Por el aire abajo asciende, diluído y volátil, el CO2 proveniente de los tubos de escape del sinfín de automotores que en instantes habrán de saturar las escasas vías de la ciudad. El secador de pelo emite su vapor característico. La afeitadora eléctrica, que a pesar de los casi 80 años transcurridos desde su invención, sigue funcionando menos bien que las cuchillas convencionales. El estudiante lucha contra la muchedumbre aglutinada en el transporte público para que no estropeen su maqueta. Si ello ocurriera nadie le creería.

Alguien enciende un televisor para adormecer su conciencia con algún mal magazín de mañana, mientras que otro alguien, en algún otro lugar de la ciudad oprime los siete números que hacen repicar el insolente teléfono escondido justo en el lugar indicado como para que éste no se haga visible sino hasta después del primer timbre. Aún metido en la cama, uno de los cónyuges pide un abrazo que el otro no quiere concederle.

El pequeño no puede esperar para lanzar tiros cortos con su nuevo balón antes de llegar a la puerta. Aprovechó la somnolencia del padre o acudiente responsable para que éste, aún un poco inconsciente y sin alcanzar a revisar el cambio como debería ser aumentara un tanto su asignación monetaria del día.

Las cuentas acosan por ser pagadas, y no son pacientes. Están adheridas con imanes a la nevera. O escondidas bajo alguna mesa de madera. O metidas en un casillero aguardando por estropear el día de quienes han intentado, por una vez, despertarse optimistas.

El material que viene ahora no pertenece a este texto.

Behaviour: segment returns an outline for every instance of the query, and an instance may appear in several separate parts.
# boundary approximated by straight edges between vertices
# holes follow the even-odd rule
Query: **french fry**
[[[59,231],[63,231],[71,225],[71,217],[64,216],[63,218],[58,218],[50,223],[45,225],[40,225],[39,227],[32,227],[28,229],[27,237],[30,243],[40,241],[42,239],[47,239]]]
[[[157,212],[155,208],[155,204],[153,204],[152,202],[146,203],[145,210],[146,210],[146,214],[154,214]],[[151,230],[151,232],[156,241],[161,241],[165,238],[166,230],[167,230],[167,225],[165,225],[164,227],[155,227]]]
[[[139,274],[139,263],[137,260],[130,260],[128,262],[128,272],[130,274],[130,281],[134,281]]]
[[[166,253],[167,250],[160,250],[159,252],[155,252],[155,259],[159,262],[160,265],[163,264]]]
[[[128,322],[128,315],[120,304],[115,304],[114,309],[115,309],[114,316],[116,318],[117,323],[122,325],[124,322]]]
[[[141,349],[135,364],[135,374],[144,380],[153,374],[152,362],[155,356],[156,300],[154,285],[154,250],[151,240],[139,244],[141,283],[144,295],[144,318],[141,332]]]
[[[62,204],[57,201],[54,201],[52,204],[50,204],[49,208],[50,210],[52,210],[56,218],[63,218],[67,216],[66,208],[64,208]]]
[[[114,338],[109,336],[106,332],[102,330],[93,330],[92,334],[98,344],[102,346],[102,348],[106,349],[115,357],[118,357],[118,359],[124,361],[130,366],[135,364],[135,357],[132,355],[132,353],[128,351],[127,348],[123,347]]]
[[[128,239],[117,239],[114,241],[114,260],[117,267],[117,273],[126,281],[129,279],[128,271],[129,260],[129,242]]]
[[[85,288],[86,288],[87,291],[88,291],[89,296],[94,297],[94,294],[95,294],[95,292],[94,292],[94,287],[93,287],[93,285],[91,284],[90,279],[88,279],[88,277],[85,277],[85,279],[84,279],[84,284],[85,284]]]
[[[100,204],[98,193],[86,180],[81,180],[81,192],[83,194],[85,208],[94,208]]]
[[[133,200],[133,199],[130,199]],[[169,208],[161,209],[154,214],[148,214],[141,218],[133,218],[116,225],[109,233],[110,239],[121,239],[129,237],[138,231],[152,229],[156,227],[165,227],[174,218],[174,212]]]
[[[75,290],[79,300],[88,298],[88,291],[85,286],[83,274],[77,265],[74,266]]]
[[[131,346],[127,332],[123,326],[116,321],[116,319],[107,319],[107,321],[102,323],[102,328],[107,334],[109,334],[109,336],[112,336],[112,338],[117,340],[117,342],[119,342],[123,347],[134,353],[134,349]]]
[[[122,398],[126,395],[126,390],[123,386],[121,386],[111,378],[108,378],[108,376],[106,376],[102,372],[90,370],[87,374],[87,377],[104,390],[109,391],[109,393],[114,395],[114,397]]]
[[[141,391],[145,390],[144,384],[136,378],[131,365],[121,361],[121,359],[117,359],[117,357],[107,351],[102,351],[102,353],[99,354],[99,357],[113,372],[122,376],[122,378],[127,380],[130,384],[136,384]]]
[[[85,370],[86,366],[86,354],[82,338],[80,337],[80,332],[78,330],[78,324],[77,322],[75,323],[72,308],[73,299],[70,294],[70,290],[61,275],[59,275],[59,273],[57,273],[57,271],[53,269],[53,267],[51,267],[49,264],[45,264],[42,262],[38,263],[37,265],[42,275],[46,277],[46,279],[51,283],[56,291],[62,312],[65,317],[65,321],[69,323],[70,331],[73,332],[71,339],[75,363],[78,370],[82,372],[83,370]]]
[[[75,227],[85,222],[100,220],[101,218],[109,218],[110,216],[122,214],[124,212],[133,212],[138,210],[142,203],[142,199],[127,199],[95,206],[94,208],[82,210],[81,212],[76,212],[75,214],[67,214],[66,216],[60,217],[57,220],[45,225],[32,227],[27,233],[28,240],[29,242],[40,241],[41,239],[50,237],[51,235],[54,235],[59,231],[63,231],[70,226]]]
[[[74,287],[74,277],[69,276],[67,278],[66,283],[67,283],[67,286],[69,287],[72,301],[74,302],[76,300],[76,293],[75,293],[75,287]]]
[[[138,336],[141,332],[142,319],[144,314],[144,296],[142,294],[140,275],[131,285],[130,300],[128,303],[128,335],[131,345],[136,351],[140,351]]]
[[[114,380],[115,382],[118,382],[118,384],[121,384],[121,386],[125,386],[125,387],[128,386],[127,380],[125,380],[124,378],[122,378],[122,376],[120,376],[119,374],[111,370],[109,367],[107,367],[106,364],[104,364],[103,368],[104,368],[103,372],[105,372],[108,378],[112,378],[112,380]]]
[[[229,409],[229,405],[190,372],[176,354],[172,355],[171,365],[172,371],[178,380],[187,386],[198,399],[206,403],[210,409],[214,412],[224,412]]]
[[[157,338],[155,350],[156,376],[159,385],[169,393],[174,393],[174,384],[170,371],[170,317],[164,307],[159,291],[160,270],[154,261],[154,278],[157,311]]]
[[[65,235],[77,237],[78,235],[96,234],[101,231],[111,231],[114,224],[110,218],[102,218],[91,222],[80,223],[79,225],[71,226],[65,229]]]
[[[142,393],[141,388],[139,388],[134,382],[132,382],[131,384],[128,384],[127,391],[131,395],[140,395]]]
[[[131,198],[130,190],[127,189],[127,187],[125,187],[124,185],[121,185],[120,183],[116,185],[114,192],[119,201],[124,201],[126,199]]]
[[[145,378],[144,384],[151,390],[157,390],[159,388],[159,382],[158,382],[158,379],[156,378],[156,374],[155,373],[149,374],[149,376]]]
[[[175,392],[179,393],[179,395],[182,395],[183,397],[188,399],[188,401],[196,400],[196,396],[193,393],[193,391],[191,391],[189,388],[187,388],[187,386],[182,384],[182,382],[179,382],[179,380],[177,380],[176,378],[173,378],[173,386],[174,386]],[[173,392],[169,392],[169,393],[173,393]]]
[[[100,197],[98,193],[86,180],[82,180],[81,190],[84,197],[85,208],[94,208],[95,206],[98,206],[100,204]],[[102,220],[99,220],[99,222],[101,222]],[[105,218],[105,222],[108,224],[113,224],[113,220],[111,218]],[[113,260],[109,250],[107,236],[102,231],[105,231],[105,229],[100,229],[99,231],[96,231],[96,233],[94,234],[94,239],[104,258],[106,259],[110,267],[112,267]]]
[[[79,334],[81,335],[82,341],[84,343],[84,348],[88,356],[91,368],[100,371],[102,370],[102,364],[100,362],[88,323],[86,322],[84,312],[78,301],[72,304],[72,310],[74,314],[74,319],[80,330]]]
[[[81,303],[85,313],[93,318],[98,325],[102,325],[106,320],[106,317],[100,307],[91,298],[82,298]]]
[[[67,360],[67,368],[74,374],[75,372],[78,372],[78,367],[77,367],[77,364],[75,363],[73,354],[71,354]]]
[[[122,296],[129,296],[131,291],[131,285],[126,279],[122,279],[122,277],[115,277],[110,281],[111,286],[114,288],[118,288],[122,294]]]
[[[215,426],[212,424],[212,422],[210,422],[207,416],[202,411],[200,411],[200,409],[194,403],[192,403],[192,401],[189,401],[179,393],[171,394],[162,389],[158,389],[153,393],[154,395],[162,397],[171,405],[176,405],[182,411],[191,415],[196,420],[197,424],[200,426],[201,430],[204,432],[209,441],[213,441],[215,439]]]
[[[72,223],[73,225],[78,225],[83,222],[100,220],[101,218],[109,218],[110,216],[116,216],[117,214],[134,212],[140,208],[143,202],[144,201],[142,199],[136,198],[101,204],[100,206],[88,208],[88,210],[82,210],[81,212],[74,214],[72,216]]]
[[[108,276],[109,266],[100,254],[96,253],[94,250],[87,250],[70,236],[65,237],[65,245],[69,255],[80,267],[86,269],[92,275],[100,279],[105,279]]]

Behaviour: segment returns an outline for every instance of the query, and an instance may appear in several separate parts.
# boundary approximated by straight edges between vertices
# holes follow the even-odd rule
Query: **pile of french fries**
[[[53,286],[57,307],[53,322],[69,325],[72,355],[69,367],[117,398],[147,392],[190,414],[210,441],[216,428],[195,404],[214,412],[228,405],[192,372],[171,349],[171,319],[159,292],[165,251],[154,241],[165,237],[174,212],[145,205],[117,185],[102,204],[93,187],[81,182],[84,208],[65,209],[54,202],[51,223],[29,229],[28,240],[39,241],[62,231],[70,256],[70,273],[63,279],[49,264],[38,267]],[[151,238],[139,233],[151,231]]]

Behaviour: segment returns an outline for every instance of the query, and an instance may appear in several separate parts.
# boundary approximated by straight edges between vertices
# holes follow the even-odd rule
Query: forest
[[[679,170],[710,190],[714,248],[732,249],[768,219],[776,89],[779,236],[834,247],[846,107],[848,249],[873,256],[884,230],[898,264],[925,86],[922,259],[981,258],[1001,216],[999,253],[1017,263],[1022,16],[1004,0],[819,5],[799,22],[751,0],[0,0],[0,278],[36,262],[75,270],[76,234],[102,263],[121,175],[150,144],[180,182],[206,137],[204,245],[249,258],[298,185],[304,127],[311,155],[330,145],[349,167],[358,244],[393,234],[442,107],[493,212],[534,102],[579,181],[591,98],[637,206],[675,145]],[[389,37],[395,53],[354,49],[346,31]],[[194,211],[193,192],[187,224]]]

Hoy casi todos harán cosas corrientes. Mientras algunos, por su parte, nacerán. Otros más serán ascendidos. Otros, despedidos. Otros, habrán de morirse antes de que sea de noche. Otros se decidirán por fin a dar término a aquello a lo que desde hace tiempo debieron haber dejado de llamar matrimonio. Unos pocos tendrán suerte.
Porque la suerte, para ser suerte, debe ser cosa de minorías.

Sí. Son cosas que todos sabemos. Son cosas de mañana. Son obviedades que por simples nunca merecerán ser escritas. Es la vida de todos, que se replica por miles de millones. Que en el fondo siempre se parece.